In pretty much a party line vote last week, the House of Representative approved H.R. 3009, Rep. Duncan Hunter’s (R-Calif.) bill that would withhold certain federal funding to sanctuary jurisdictions around the country.
All but six House Democrats voted against the measure and President Obama has issued a veto threat if the bill reaches his desk. (The bill was also opposed by five Republicans.) Like many of his Democratic colleagues, Rep. Jim McGovern (D-Mass.), voiced objection to the threat of a cut-off of federal funds as a means to force state and local governments to comply with federal prohibitions against sanctuary policies. “I do not think we should punish and strip grants and federal funding from local law enforcement, cities and towns who are promoting community policing, public safety and the U.S. Constitution ahead of racial profiling and prejudice,” Mc Govern said.
Punishing state and local governments by stripping grants and federal funding is something the administration and congressional Democrats would never resort to, right? Well, that depends:
- Last year, the U.S. Department of Education placed restrictions on nearly $30 million in annual federal funding for local school districts in Oklahoma beginning with the 2015-2016 school year, when the state repealed federal Common Core standards.
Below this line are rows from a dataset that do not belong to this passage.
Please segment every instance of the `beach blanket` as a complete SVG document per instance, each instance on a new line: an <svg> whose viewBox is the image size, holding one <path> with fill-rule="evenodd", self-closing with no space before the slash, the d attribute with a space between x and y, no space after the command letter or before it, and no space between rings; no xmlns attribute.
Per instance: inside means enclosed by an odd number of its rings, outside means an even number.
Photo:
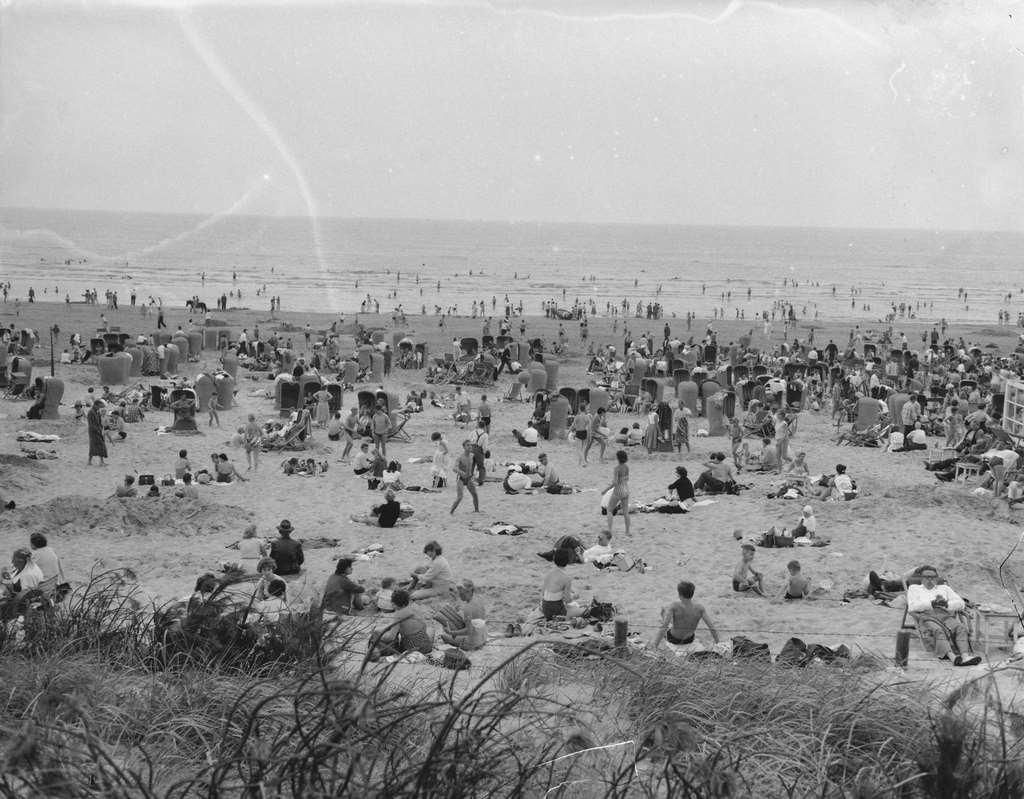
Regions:
<svg viewBox="0 0 1024 799"><path fill-rule="evenodd" d="M488 527L483 529L477 529L478 532L486 533L487 535L523 535L529 532L529 527L522 527L518 524L510 524L509 522L494 522Z"/></svg>
<svg viewBox="0 0 1024 799"><path fill-rule="evenodd" d="M300 538L303 549L334 549L341 543L340 538Z"/></svg>
<svg viewBox="0 0 1024 799"><path fill-rule="evenodd" d="M33 433L31 430L19 430L15 435L17 441L31 441L36 444L53 444L60 441L60 436L46 433Z"/></svg>
<svg viewBox="0 0 1024 799"><path fill-rule="evenodd" d="M60 456L57 454L57 450L45 450L45 449L32 449L31 447L22 447L21 451L25 453L26 458L31 458L34 461L47 461L55 460Z"/></svg>

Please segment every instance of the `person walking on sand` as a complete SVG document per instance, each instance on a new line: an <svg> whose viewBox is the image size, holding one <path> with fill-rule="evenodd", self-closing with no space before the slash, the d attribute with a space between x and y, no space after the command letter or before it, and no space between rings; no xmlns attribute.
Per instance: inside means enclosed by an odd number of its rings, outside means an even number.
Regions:
<svg viewBox="0 0 1024 799"><path fill-rule="evenodd" d="M249 421L242 430L243 447L245 448L245 460L248 464L246 471L253 471L260 468L260 444L263 440L263 433L256 423L256 414L249 414Z"/></svg>
<svg viewBox="0 0 1024 799"><path fill-rule="evenodd" d="M615 509L618 508L622 513L622 521L626 524L626 535L629 535L629 467L626 465L629 456L626 454L626 450L620 449L616 452L615 460L618 463L612 470L612 484L601 492L602 495L608 491L612 492L611 498L608 500L608 532L612 531Z"/></svg>
<svg viewBox="0 0 1024 799"><path fill-rule="evenodd" d="M450 513L455 513L455 509L462 502L463 489L473 497L473 513L480 512L480 498L477 496L476 486L473 485L474 464L473 442L467 438L462 442L462 454L455 463L455 502L452 503Z"/></svg>
<svg viewBox="0 0 1024 799"><path fill-rule="evenodd" d="M92 459L99 458L100 466L106 466L107 442L103 436L103 400L96 400L92 404L86 421L89 425L89 460L88 466L92 466Z"/></svg>
<svg viewBox="0 0 1024 799"><path fill-rule="evenodd" d="M210 412L210 427L213 427L213 423L217 423L217 427L220 427L220 416L217 414L217 395L211 394L210 399L207 402L207 410Z"/></svg>

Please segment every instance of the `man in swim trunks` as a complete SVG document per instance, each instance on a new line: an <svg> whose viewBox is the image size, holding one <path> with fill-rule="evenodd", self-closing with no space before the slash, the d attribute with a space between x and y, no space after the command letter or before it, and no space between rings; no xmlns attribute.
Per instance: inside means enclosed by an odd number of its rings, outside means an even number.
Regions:
<svg viewBox="0 0 1024 799"><path fill-rule="evenodd" d="M679 600L673 602L661 611L661 626L658 632L651 639L651 649L657 649L664 638L670 644L683 645L694 642L694 634L697 632L697 625L703 621L711 632L711 637L718 643L718 631L711 623L711 617L707 610L699 602L693 601L693 583L686 580L676 586L679 593Z"/></svg>

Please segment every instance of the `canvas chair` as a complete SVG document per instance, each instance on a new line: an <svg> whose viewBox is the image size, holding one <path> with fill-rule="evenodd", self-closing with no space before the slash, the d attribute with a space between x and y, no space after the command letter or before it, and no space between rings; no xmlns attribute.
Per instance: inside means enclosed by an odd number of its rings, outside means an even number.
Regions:
<svg viewBox="0 0 1024 799"><path fill-rule="evenodd" d="M513 380L508 384L508 388L505 390L505 396L502 399L504 399L505 402L522 402L523 384L518 380Z"/></svg>
<svg viewBox="0 0 1024 799"><path fill-rule="evenodd" d="M388 441L400 441L402 443L409 443L412 441L412 436L405 430L405 425L409 421L409 417L405 414L392 411L391 413L391 427L388 428Z"/></svg>

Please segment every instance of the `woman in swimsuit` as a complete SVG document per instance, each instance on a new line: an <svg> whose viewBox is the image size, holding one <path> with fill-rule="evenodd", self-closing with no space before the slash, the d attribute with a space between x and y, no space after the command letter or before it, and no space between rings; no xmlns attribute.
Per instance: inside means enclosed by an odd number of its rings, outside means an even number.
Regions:
<svg viewBox="0 0 1024 799"><path fill-rule="evenodd" d="M587 445L587 438L589 437L590 430L590 413L587 411L587 404L580 403L579 412L572 420L572 432L576 437L576 442L579 445L579 463L580 466L584 464L583 460L583 449Z"/></svg>
<svg viewBox="0 0 1024 799"><path fill-rule="evenodd" d="M615 509L619 508L622 520L626 524L626 535L629 535L629 467L626 465L629 456L624 449L620 449L615 453L615 460L618 463L612 470L612 484L601 492L612 492L611 499L608 500L608 532L612 531Z"/></svg>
- In April, when school districts in Colorado where large numbers of students refused to take standardized tests, the Department of Education threatened to cut-off federal funds if fewer than 95 percent of students in those districts did not participate in testing.
- A federal website devoted to Limited English Proficient education informs school districts that English-only policies could result in loss of federal funds. “Entities in states and localities with ‘English-only’ or official English laws are certainly not required to accept federal funding – but if they do, they have to comply with Title VI, including its prohibition against national origin discrimination by recipients of federal assistance.”
- Last month, after the tragic murders in a South Carolina church, Democratic Senator Sherrod Brown (Ohio), announced that he would offer an amendment denying federal highway funding to states that include images of the Confederate flag on their license plates.
Opposition to H.R. 3009 is obviously not based on a principled objection to cutting off federal funds in order to force state and local governments to do, or not do, certain things. It’s about protecting sanctuary policies, plain and simple.